La señora Upjohn replicó con júbilo.

—¡Oh, no! No lo creo. Julia es un tipo de niña muy corriente. Completamente sana y todo eso. Creo, además, que tiene un cerebro en bastante buenas condiciones. Aunque yo me atrevería a decir que todas las madres piensan del mismo modo con respecto a sus hijas, ¿no es así?

—Las madres difieren una de otras —sentenció la señorita Bulstrode con sombría entonación.

—Es magnífico para ella el poder venir aquí —aseveró la señora Upjohn—. En realidad, es una tía mía quien lo paga, o me ayuda en gran parte a pagarlo. Yo no podría costearlo por mí misma. Pero estoy lo que se dice encantada de ello y Julia lo mismo —se dirigió hacia la ventana, diciendo con envidia—: ¡Qué hermoso jardín! ¡Y tan esmeradamente cuidado! Deben tener ustedes una colección de auténticos jardineros para poder cuidarlo.

—Teníamos tres —le explicó la señorita Bulstrode—, pero de momento estamos faltas de ellos; vienen a echarnos una mano unos de la localidad.

—Desde luego, el inconveniente de hoy en día —observó la señora Upjohn— estriba en que a quien se llama un jardinero no es, la más de las veces, otra cosa que un simple lechero, pongo por caso, necesitado de obtener ingresos extras en sus ratos libres, o un viejo de ochenta años. A veces pienso que… ¿Cómo…? —exclamó la señora Upjohn, observando a través del ventanal—, ¡qué cosa más extraordinaria!

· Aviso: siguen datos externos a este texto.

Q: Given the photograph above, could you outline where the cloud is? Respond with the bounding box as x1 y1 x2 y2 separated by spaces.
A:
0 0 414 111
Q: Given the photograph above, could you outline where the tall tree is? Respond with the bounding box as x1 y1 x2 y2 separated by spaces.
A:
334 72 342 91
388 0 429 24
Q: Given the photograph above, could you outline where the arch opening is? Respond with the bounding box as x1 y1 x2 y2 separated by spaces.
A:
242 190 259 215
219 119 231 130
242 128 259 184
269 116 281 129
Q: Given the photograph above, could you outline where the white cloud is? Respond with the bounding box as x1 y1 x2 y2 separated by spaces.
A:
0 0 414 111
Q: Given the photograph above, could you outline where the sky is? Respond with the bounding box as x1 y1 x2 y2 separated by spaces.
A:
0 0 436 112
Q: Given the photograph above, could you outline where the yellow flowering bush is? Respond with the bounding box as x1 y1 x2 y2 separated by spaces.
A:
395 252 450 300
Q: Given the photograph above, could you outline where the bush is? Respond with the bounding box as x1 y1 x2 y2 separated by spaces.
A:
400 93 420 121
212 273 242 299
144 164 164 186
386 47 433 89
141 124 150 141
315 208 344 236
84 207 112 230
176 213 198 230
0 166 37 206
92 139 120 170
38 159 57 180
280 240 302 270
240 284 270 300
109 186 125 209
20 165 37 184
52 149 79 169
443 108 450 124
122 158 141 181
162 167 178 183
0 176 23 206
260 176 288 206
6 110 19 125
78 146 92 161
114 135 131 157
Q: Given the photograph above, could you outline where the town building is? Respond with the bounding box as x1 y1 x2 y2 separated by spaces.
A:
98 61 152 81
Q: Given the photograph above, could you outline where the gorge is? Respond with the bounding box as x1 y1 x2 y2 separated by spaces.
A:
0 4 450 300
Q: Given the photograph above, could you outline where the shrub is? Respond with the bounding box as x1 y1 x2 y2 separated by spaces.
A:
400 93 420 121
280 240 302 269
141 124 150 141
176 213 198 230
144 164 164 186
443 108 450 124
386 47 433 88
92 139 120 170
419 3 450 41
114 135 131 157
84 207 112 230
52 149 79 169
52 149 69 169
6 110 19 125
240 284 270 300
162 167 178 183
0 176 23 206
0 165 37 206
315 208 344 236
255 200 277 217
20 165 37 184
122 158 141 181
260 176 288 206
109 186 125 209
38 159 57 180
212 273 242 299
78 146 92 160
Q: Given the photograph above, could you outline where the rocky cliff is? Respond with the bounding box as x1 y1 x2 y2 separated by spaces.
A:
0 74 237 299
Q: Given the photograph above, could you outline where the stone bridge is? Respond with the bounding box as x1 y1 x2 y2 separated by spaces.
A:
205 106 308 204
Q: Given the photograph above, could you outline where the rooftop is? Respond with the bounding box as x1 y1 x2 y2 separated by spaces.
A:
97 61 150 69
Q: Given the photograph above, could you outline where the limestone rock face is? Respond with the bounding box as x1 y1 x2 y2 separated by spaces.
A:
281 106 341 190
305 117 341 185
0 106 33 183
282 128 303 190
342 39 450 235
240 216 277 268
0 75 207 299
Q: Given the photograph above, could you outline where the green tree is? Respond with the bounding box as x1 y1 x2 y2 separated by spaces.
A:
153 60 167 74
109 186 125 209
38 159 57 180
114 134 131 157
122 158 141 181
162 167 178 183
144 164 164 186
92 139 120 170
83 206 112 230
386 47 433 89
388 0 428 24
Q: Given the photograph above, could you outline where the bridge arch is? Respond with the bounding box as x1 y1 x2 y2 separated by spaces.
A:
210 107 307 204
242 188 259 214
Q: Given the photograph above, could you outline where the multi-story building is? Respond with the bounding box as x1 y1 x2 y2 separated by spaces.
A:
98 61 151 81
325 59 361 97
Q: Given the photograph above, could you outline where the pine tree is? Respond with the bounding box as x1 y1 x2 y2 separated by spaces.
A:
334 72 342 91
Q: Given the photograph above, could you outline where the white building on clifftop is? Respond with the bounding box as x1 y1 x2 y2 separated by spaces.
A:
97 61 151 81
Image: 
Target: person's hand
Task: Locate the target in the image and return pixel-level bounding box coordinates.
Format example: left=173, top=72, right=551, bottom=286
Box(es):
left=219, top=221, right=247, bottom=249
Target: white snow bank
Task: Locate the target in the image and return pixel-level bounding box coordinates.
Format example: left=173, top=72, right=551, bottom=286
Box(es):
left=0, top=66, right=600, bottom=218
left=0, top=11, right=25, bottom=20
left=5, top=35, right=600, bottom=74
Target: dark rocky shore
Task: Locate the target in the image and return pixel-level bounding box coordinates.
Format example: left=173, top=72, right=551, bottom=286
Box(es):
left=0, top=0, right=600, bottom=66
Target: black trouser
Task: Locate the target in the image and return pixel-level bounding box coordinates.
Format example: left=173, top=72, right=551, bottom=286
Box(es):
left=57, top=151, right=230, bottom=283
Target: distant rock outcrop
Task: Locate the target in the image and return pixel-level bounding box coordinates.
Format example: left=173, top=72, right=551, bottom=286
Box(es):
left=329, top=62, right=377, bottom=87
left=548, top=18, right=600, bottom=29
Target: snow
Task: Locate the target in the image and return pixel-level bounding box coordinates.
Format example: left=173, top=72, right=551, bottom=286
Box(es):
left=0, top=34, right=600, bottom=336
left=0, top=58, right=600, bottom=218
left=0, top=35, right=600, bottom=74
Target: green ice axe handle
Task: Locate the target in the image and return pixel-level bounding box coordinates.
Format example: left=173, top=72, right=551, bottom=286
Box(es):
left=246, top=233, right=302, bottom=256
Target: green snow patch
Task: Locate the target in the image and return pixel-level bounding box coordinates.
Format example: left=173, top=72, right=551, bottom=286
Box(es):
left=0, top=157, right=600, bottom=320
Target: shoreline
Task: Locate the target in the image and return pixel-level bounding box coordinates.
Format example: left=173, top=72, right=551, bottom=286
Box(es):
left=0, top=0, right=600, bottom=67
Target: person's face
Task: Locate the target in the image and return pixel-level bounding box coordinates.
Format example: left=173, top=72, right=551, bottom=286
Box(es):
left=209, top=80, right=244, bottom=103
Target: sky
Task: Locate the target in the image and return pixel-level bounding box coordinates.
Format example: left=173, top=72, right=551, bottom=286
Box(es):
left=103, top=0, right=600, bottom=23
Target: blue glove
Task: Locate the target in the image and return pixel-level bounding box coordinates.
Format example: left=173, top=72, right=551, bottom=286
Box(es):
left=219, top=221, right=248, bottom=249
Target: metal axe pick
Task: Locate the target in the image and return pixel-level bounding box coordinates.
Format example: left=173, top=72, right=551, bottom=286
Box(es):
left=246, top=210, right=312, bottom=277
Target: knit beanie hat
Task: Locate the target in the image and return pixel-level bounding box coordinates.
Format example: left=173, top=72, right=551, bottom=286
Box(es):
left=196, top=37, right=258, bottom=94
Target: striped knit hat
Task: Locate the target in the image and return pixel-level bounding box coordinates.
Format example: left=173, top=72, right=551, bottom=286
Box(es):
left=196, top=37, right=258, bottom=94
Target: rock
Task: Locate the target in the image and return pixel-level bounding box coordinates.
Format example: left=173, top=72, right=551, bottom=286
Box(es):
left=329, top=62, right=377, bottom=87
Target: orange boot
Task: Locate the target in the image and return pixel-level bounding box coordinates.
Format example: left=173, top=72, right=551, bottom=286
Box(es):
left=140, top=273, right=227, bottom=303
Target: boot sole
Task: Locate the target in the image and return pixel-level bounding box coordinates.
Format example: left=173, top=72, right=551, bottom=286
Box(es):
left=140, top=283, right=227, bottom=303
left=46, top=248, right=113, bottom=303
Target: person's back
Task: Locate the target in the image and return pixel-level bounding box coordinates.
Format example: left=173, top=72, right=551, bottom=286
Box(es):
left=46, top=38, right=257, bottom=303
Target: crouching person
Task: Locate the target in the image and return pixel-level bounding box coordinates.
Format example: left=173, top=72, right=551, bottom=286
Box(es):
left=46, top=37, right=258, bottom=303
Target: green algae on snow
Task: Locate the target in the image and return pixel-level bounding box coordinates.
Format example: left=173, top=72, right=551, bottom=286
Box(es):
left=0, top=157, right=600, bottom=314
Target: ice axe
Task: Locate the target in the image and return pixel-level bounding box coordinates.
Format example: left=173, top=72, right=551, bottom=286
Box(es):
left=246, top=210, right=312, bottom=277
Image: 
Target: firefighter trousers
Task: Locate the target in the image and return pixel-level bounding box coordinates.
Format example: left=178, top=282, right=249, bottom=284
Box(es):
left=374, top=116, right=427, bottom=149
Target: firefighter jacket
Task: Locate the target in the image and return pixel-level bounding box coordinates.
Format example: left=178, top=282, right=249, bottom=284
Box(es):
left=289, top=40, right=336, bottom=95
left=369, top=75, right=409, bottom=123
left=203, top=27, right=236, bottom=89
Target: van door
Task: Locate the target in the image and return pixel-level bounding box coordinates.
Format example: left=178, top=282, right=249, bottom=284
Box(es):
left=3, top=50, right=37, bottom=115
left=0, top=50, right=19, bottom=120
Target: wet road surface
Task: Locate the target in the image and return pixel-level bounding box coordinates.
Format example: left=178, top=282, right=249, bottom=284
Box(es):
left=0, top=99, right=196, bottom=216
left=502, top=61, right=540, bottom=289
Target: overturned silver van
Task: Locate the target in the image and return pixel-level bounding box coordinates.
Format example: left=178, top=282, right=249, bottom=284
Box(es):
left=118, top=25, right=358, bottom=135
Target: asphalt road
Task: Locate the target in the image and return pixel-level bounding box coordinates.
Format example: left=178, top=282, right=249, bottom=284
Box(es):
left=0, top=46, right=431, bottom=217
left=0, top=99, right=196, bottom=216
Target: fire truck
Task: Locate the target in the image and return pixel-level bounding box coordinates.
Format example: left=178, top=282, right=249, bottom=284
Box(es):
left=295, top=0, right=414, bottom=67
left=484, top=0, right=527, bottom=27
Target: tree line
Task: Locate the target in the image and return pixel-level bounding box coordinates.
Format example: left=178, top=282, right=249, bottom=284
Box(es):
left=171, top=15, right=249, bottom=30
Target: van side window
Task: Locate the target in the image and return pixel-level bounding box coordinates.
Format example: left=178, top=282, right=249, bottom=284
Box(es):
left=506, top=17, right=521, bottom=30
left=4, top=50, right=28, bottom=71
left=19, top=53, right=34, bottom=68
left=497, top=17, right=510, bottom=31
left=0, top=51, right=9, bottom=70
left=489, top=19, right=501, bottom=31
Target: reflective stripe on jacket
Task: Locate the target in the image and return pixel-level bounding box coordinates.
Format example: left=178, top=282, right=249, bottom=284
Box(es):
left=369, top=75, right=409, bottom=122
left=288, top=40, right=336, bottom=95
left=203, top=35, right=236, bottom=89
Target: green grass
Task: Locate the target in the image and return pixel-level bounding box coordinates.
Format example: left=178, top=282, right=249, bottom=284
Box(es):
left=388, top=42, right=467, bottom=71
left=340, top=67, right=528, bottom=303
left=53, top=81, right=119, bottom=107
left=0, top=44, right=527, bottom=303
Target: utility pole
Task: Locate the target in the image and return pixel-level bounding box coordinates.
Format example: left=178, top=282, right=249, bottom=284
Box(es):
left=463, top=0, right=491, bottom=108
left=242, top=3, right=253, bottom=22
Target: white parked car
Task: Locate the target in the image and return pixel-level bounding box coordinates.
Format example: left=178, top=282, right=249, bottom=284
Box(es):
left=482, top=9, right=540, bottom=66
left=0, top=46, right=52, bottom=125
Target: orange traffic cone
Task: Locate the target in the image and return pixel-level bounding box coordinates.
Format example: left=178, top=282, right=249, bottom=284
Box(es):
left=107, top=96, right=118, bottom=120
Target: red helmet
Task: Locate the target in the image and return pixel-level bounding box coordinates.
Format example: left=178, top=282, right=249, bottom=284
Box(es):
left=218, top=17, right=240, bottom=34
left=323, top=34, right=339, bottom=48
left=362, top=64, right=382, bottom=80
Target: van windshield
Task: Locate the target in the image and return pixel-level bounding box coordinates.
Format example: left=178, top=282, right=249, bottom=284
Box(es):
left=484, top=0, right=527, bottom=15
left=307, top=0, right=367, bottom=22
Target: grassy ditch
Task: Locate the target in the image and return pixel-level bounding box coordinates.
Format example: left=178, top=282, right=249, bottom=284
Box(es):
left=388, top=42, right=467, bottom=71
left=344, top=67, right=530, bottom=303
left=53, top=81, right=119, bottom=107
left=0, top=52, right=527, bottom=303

La señorita Bulstrode concedió a esta repentina exclamación menos importancia de la que hubiera debido, por haber lanzado ella misma una ojeada fortuita en aquel preciso instante a través de la ventana que daba al matorral de rododendros, y había percibido una visión altamente enfadosa: se trataba de nada menos que de lady Verónica Carlton-Standways, describiendo eses a lo largo de su camino, murmurando para sí misma, en un estado evidente de embriaguez avanzada.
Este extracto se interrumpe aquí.